Opozycyjność Borna w stosunku do Ingeborg Bachmann rysuje się najwyraźniej. Chyba dlatego zresztą, że w powieści Borna wolno widzieć męską wersję historii prawie identycznej jak w Malinie. Narratorka Maliny – zgodnie z założeniami filozoficznymi Ingeborg Bachmann – nie wychodzi w narracji poza swoje własne widzenie i rozumienie obydwu postaci swoich partnerów miłosnych, Maliny (partner uczuć platonicznych) i Ivana (partner w miłości fizycznej). Są to w Malinie postacie w najwyższym stopniu zagadkowe. Narratorka Maliny przyznaje się zresztą, że nie jest w stanie pojąć ani jednego, ani drugiego w ich niezależnej od niej podmiotowości.
Narratora powieści Borna dałoby się zidentyfikować (nie w szczegółach oczywiście) z postacią Ivana. Tylko odwróciły się role narracyjne. U Borna sprawa wygląda tak, jak gdyby historię prawie identycznej miłości opowiadał Ivan z Maliny. Narrator Borna w jednym tylko jest podobny do narratorki w Malinie.
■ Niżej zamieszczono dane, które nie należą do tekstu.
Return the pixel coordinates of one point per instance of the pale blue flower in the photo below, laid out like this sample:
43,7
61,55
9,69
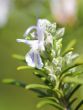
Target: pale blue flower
38,45
32,58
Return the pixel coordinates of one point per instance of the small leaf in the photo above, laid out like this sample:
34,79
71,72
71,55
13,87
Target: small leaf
73,91
24,67
68,68
73,80
18,57
31,86
14,82
72,101
49,102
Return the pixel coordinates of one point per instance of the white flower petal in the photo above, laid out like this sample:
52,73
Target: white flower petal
60,32
28,42
29,30
33,59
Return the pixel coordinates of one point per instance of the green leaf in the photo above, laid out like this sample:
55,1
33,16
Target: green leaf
24,67
71,102
14,82
68,68
79,105
67,51
49,102
73,91
73,80
23,85
31,86
18,57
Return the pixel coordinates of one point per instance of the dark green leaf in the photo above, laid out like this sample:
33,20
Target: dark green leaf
45,102
73,91
79,105
14,82
32,86
73,80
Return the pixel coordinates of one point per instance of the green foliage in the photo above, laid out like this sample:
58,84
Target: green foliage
59,74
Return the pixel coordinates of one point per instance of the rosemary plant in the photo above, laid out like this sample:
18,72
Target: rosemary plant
57,70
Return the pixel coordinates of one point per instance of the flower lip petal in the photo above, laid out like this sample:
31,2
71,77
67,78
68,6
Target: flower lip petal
28,42
33,59
29,30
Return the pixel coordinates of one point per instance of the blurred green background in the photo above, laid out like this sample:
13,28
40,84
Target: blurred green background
23,14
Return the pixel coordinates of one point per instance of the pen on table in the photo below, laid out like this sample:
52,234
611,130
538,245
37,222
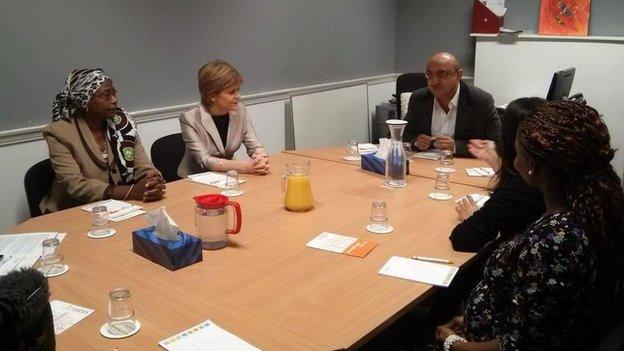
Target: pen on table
431,259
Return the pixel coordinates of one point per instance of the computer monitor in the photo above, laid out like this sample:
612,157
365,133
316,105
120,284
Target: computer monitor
561,84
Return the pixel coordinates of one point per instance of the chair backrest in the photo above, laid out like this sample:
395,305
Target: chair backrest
37,183
167,152
407,83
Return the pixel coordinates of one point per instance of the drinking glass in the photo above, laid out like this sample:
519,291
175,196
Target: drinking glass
379,216
100,216
352,151
442,187
232,184
121,319
51,258
446,162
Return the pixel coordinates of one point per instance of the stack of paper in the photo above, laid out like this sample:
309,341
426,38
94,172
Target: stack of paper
22,250
210,178
479,199
342,244
117,210
65,315
419,271
480,171
206,336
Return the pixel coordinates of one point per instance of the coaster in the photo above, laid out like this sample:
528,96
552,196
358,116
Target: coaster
121,332
232,193
445,169
54,270
101,233
440,196
387,184
375,229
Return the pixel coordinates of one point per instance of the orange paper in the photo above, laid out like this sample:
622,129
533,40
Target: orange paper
360,248
564,17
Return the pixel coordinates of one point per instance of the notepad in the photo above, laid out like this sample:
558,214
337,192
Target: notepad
117,210
66,314
206,336
210,178
427,155
111,205
367,148
419,271
480,171
342,244
479,199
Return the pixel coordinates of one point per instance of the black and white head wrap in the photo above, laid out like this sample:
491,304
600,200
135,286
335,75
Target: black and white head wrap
121,130
79,87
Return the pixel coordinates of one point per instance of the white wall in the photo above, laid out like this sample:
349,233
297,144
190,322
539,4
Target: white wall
269,112
510,69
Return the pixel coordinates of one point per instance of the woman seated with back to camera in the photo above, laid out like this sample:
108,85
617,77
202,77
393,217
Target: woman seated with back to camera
558,284
94,147
512,206
214,130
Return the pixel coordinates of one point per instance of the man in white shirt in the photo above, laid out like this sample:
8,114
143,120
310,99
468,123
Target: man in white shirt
448,113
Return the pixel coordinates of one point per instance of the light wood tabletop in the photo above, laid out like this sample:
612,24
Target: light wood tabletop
266,287
418,167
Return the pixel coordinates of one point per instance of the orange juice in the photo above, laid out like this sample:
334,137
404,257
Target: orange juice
298,193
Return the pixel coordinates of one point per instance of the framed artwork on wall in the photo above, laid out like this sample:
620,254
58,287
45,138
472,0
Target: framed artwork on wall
564,17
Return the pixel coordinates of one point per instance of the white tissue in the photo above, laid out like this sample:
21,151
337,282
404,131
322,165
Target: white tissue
384,146
165,227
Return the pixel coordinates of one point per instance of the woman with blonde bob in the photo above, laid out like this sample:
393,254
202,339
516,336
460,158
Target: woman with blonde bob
214,130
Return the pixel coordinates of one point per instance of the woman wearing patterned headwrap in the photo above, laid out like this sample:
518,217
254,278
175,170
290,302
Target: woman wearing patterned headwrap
94,147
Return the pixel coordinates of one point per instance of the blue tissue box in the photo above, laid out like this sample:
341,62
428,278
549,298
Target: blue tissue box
172,255
370,162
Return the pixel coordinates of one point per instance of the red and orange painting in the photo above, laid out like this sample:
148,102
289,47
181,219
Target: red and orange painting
564,17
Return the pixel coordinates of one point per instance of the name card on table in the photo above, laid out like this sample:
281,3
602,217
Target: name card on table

Podobnie jak ona – ze względów filozoficznych także podobnych – on również sprawdza w desperackiej miłości główny sens życia, jaki mu obok sensu ojcostwa pozostał. Wszystko inne zmienia się u Borna w sposób zasadniczy.
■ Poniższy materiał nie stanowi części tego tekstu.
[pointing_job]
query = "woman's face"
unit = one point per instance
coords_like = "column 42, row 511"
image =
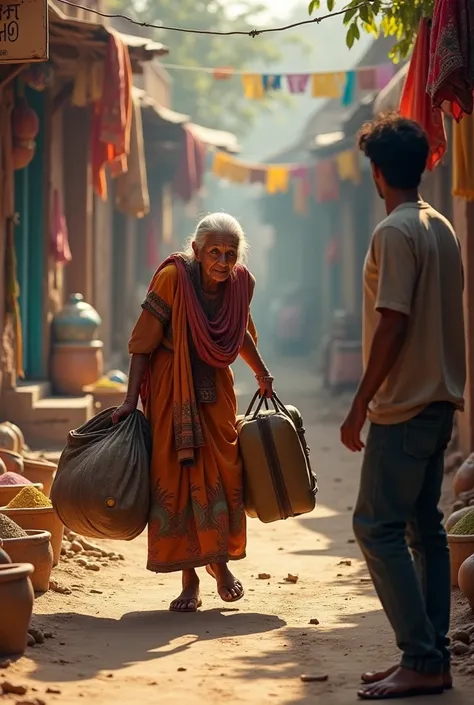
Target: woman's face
column 218, row 257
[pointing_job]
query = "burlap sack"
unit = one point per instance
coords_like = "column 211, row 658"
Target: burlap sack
column 102, row 485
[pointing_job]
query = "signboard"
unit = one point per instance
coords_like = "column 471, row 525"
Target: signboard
column 24, row 31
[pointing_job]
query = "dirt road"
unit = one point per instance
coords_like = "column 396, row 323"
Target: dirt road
column 115, row 642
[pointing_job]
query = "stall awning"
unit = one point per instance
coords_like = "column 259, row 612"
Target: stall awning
column 389, row 98
column 71, row 38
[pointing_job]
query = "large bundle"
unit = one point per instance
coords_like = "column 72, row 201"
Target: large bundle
column 102, row 485
column 278, row 480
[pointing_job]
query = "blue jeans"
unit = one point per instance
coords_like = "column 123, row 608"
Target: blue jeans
column 398, row 526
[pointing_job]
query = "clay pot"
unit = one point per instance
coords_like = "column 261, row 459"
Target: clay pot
column 75, row 366
column 77, row 322
column 17, row 597
column 464, row 478
column 460, row 549
column 35, row 549
column 453, row 519
column 40, row 519
column 466, row 579
column 40, row 471
column 19, row 434
column 8, row 438
column 9, row 492
column 13, row 461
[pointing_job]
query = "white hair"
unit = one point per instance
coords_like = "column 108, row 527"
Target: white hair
column 222, row 224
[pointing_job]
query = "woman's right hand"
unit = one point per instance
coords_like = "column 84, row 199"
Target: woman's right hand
column 123, row 411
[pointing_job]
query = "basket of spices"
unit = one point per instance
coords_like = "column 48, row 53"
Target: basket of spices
column 461, row 544
column 32, row 510
column 28, row 546
column 11, row 483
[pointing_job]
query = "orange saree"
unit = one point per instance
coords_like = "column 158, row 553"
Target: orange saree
column 197, row 515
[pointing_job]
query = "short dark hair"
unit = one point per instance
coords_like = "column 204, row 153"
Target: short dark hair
column 397, row 146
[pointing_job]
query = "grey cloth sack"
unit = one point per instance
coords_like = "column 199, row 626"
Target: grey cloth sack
column 102, row 484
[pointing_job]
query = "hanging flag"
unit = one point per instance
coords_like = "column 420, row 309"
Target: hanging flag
column 367, row 79
column 328, row 85
column 298, row 83
column 223, row 74
column 349, row 89
column 348, row 166
column 253, row 86
column 271, row 82
column 327, row 182
column 278, row 179
column 383, row 75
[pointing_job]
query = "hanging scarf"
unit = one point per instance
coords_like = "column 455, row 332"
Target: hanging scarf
column 451, row 71
column 217, row 343
column 415, row 103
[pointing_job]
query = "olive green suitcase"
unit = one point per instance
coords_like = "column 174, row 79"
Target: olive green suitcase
column 278, row 480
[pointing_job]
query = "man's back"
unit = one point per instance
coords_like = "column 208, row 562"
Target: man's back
column 414, row 267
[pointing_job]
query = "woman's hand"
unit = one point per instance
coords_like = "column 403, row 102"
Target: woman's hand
column 265, row 384
column 123, row 411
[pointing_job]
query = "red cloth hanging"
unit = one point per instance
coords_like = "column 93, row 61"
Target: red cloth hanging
column 415, row 103
column 451, row 69
column 60, row 249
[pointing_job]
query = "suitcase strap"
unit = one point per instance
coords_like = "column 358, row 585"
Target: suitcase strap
column 281, row 493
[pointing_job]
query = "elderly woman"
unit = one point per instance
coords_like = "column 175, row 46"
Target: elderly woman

Born nie pozwala swojemu narratorowi na żaden przejaw złudzeń i na żaden przejaw idealizacji siebie i swojej partnerki miłosnej. Narrator Borna z zimną precyzją rejestruje nieskończoność przejawów swego i jej (wzajemnego) draństwa, co nie zmienia zresztą faktu, że ludzie ci nie mogą bez siebie żyć, tak samo, jak nie mogą żyć z sobą. Raz jeden, jeśli się nie mylę, użyte zostało w narracji słowo „miłość”, ale tylko po to, żeby można było dodać, że ono zupełnie nic nie znaczy. Miłość w tej powieści składa się z nieskończoności gestów, zachowań i wyglądów, takich, do których się wraca, i takich, od których uciekłoby się na skraj świata lub nawet w śmierć i w zbrodnię. Na tym polega najistotniejsza funkcja nieustannej obserwacji powszedniości egzystencjalnej w tym utworze. Ona właśnie (ta obserwacja) uniemożliwia jakiekolwiek złudzenia, którymi tak rozpaczliwie karmi się narratorka Maliny a także – wtedy, kiedy wszystkim ersatzom miłości przeciwstawia się miłość prawdziwą – narrator Jednorożca Walsera.
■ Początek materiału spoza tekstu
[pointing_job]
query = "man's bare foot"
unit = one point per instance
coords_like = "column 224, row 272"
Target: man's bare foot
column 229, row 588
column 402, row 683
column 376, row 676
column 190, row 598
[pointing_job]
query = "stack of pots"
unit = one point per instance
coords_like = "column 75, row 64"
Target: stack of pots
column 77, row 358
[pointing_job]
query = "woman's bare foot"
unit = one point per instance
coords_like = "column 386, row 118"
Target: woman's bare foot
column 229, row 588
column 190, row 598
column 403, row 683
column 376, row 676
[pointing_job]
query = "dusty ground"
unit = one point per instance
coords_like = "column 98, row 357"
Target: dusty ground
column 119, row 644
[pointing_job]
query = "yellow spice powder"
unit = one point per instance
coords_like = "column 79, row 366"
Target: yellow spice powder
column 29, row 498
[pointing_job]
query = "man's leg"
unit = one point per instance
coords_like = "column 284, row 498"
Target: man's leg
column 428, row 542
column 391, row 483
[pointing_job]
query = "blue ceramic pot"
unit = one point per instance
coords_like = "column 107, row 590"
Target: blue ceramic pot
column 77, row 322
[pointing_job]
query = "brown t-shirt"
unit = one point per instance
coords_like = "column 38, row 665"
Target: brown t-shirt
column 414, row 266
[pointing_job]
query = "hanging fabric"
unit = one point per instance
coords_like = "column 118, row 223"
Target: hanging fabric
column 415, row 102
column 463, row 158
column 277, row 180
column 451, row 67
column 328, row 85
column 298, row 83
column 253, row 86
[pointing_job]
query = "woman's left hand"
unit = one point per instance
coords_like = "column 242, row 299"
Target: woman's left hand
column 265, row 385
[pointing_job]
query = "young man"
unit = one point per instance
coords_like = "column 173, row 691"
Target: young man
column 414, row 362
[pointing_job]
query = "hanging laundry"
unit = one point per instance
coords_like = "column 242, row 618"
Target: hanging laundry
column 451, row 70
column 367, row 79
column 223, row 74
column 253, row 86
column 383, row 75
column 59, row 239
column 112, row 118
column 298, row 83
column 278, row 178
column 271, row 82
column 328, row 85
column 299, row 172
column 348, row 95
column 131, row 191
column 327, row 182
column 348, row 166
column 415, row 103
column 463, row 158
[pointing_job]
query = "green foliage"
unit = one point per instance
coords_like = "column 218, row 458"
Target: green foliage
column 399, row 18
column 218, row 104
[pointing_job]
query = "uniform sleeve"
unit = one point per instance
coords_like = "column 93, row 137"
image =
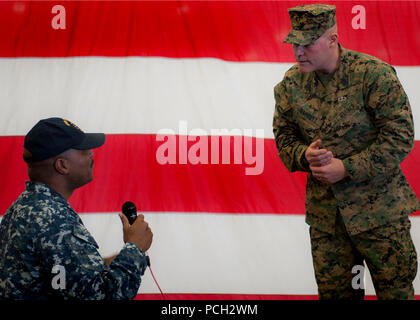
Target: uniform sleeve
column 75, row 269
column 287, row 136
column 390, row 111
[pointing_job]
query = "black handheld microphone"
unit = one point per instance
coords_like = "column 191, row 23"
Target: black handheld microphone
column 130, row 211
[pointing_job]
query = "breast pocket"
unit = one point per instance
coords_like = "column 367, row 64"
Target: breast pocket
column 83, row 237
column 348, row 125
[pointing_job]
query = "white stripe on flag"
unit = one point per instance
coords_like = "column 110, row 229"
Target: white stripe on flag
column 145, row 95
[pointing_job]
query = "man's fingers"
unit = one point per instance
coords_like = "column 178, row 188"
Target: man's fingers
column 315, row 144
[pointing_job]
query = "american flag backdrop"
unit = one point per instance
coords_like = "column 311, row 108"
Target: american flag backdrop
column 184, row 92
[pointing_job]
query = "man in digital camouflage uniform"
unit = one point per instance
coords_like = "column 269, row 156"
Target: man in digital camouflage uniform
column 45, row 250
column 343, row 117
Dla Borna miłość prawdziwa i „miłość bez miłości” nie muszą być i nie są rozdzielne. W swojej powieści łączy Born Malinę i Symultankę w tej jednej historii miłosnej, którą opowiada. Maria, partnerka miłosna narratora, i sam narrator korzystają z „miłości bez miłości” dla ucieczki przed wzajemną torturą, dla spotęgowania wzajemnej tortury. Wzajemna tortura i samotortura są od ich „uczucia” nieodłączne. Narrator podejmie mimo to próbę intelektualnej obrony wszystkiego, na co go to „uczucie” skazało. Dzięki niemu stał się kimś, kto jest poszczególny i wyróżniony, kto może komuś drugiemu nadawać te znaczenia, bez których ten ktoś byłby zgubiony.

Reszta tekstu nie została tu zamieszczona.